Many of the things that cause data loss are just simple mistakes caused by a failure to review changes carefully, even when you have multiple levels of review- I would dare to say especially when you have high confidence that someone else is reviewing your changes.

"Manual" data changes, e.g. executing SQL statements or scripts that execute SQL that aren't a part of your application, in my experience are the most common cause of data loss.

After manual data changes the second most common in my experience is not understanding what you are doing. For example, you might take a chance on an upgrade that fails because you have to meet a deadline.

Changes to application code are next. Typically when making changes to an application, a little more thought may be put into it than a one-off data migration or change, but if you are under time pressure, don't know what you are doing, or are assuming someone else will catch your mistakes, you could easily screw everything.

Following this- mistakes that cause hardware or software failure. I worked at one large organization where storage arrays with various power backups were just "turned off" by a contractor that didn't understand the impact of what he or she was doing.

Finally, you might have configuration issues or the hardware might just fail.

Really, there is no substitute for having your data backed up frequently, and in a way you know how to easily restore and have tested, by building another machine from the ground up to replace it and documenting and practicing that well. Very few do this frequently. And even if you do- what if all of your hardware were destroyed? Can you easily go out and buy something off the shelf with instructions you have in your head or stored safely around the world and rebuild everything?

2 comments

Please note the severity of this. It's not "We had a crash and lost a weeks worth of data" - yeah, that happens. And it's totally acceptable if you're unable to restore it, for any of the reasons you mention.

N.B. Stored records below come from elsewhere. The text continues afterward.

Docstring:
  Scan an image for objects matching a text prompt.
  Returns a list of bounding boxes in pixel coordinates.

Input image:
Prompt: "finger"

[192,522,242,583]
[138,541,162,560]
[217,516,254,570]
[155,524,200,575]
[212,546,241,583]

This is "We had a crash and lost over a decade's worth of data" - yeah, that shouldn't happen. Ever. If you don't have a working backup from sometime in the past 13 years, -you are doing something wrong-. That's not a small series of failures or mistakes. That's either staggering levels of incompetence, or maliciousness.

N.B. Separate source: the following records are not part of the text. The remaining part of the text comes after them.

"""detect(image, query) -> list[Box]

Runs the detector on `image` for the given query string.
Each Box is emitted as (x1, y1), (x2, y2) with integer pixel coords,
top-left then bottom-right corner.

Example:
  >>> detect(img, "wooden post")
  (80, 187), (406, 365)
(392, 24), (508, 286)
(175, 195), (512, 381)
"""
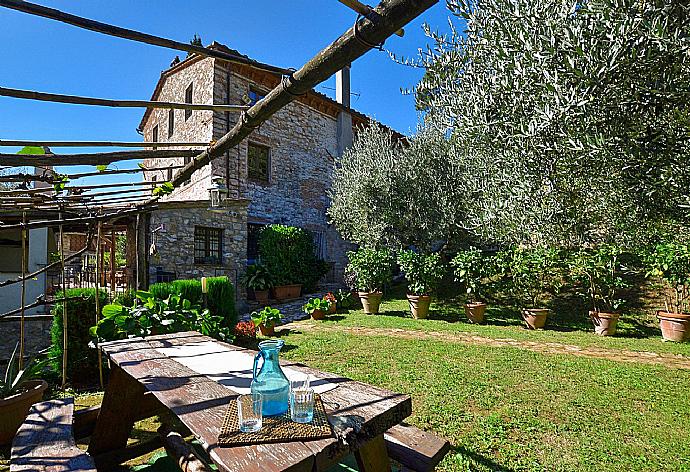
(94, 221), (103, 389)
(59, 212), (67, 391)
(19, 211), (27, 370)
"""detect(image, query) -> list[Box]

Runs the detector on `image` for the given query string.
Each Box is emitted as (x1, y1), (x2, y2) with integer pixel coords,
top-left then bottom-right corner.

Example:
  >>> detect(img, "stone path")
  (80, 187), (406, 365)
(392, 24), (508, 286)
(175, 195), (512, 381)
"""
(282, 321), (690, 370)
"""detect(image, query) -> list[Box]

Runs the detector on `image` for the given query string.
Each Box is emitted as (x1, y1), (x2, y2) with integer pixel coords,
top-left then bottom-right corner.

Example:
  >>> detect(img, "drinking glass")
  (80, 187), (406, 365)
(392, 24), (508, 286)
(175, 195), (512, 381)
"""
(290, 388), (314, 423)
(237, 393), (262, 433)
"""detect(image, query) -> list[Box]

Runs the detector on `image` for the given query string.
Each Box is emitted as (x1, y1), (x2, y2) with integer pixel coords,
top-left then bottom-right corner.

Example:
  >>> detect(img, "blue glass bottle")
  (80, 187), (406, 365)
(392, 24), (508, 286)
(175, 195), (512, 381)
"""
(251, 339), (290, 416)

This is exactly right. A misconfigured backup script, or a pessimal chain of crashes, or a lot of other things could lose recent data. I wouldn't be shocked by data loss.

This is decade of data. It should have been on in cold storage, on tested media, in multiple locations. No single error, or small chain of errors, should have enabled this to happen.

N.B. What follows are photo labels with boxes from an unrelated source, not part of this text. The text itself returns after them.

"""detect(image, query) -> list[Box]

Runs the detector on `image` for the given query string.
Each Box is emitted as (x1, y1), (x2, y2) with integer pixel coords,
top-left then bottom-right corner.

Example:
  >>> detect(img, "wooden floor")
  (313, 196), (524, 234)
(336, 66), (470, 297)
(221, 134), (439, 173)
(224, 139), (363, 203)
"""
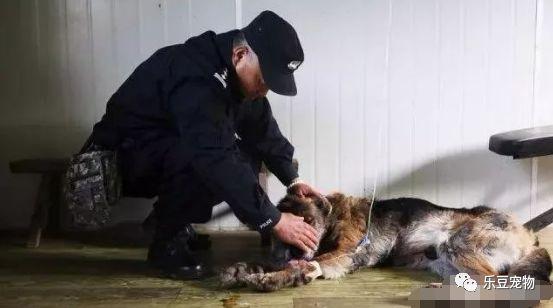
(0, 229), (553, 307)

We are not talking about "most companies". We are talking of the air force, an organisation that is built to be resilient and handle crisis. Backups, fallbacks, redundancy, checks, reviews, access management and risk evaluation are BAKED IN their culture and mission.

And we are not talking about "any data". This was cleary very sensitive data they new they needed to protect.

Either the Air Force is failling at being the very thing it's been created to be (which I doubt) or something is fishy (ocaml razor).